August 2009 // Volume 47 // Number 4 // Feature // 4FEA5
Take Care of Your Health! An Extension Program to Prevent Diabetes
Although the prevalence of diabetes has risen in the general population, ethnic disparities in health are also increasing. The University of California Cooperative Extension worked with Latino and African American adults to develop diabetes prevention programs that motivate people to be proactive about their health, improve cooking practices and eating patterns, and be more physically active. The program, team-taught by Extension and health care professionals, involved three, 2-hour sessions with hands-on cooking. Participants (n=60) reported significant changes in food-related barriers and behaviors. Extension and health entities can complement each other in diabetes prevention efforts that target high-risk communities.
Type 2 diabetes is emerging as a serious health problem, especially in high-risk minority communities. The highest rates of type 2 diabetes are found among the African-American, American-Indian/Alaskan Native, and Latino populations (Diamant, 2007). Compared to non-Latino white adults with diabetes, African American and Latino adults with diabetes are also more likely to have poorer control of their blood glucose levels and higher rates of complications (Mainous, King, Garr, & Pearson, 2004; Gonsalves, Gessey, Mainous, & Tilley, 2007; Marshall, 2005). More than 1.8 million California adults, or about 7% of the population 18 years and older, have been diagnosed with diabetes (Diamant, 2007). Individuals at high risk can benefit from efforts to prevent or delay the onset of type 2 diabetes with moderate physical activity, a low-fat diet, and modest weight loss (Williamson, Vinicor, & Bowman, 2004).
Low-income African American and Latinos face multiple and interrelated barriers to diabetes prevention and control, e.g., poverty, lack of access to health care, limited literacy, and cultural values and beliefs that are not considered adequately by the health care system (Rhee et al., 2005; Kieffer et al., 2004; Carlson, Neal, Magwood, Jenkins, King, & Hossler, 2006). Conventional diabetes education programs, including standard weight loss treatment, have limited impact on some African American adults (Wing & Anglin, 1996; Liburd, Anderson, Edgar, & Jack, 1999). Lack of cultural sensitivity and unrealistic weight loss goals of conventional programs may explain the higher dropout rates observed among black compared to white adults. Culturally -sensitive diabetes education and support programs can improve outcomes, even in underserved, low-income populations (Anderson-Loftin, Barnett, Bunn, Sullivan, Hussey, & Tavakoli, 2005; D'Eramo-Melkus et al., 2004; Williams, Auslander, de Groot, Robinson, Houston, & Haire-Joshu, 2006).

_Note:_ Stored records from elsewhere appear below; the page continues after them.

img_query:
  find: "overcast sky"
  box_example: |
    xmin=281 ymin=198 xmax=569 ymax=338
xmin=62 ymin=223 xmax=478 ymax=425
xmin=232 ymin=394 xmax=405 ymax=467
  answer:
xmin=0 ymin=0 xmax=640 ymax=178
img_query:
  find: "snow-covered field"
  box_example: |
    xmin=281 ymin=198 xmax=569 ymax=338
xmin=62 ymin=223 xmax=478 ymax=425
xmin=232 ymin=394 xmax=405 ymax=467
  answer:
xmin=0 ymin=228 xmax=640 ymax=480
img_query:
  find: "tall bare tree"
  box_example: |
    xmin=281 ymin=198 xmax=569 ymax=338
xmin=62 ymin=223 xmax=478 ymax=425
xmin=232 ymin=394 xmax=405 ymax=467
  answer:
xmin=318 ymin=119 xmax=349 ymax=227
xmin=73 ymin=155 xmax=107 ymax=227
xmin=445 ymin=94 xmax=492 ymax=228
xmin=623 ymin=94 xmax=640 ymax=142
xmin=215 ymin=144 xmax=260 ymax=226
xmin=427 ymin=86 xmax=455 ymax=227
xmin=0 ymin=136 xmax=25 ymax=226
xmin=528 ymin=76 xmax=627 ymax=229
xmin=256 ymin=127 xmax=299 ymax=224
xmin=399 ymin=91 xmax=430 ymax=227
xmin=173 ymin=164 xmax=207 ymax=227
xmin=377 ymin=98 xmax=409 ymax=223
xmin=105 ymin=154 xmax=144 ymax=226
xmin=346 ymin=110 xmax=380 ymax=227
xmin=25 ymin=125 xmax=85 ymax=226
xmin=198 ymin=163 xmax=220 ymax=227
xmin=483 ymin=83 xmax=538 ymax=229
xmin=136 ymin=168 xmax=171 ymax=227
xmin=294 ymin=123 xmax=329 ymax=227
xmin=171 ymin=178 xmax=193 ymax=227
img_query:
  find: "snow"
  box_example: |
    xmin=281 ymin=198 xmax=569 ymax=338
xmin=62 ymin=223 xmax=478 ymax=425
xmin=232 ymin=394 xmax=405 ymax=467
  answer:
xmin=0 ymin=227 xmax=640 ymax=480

Cooperative Extension has become increasingly involved in diabetes prevention programs (Corbin, Kiernan, & Getting, 2007; Williams, LeBlanc, & Christensen, 2004). The University of West Virginia Cooperative Extension offers a program, Dining with Diabetes <http://www.wvu.edu/%7Eexten/depts/famyou/diabetes.htm>. The University of Idaho Cooperative Extension program has used the Idaho Plate Method to teach principles of portion control, along with basic nutrition education, to people with diabetes and their families <http://www.platemethod.com/index.html>. Since 1999, the University of California Cooperative Extension (UCCE) has supported a health promotion workgroup that includes county-based advisors and campus specialists and faculty. The goal of the workgroup is to reduce ethnic health disparities related to diabetes and other chronic diseases in California.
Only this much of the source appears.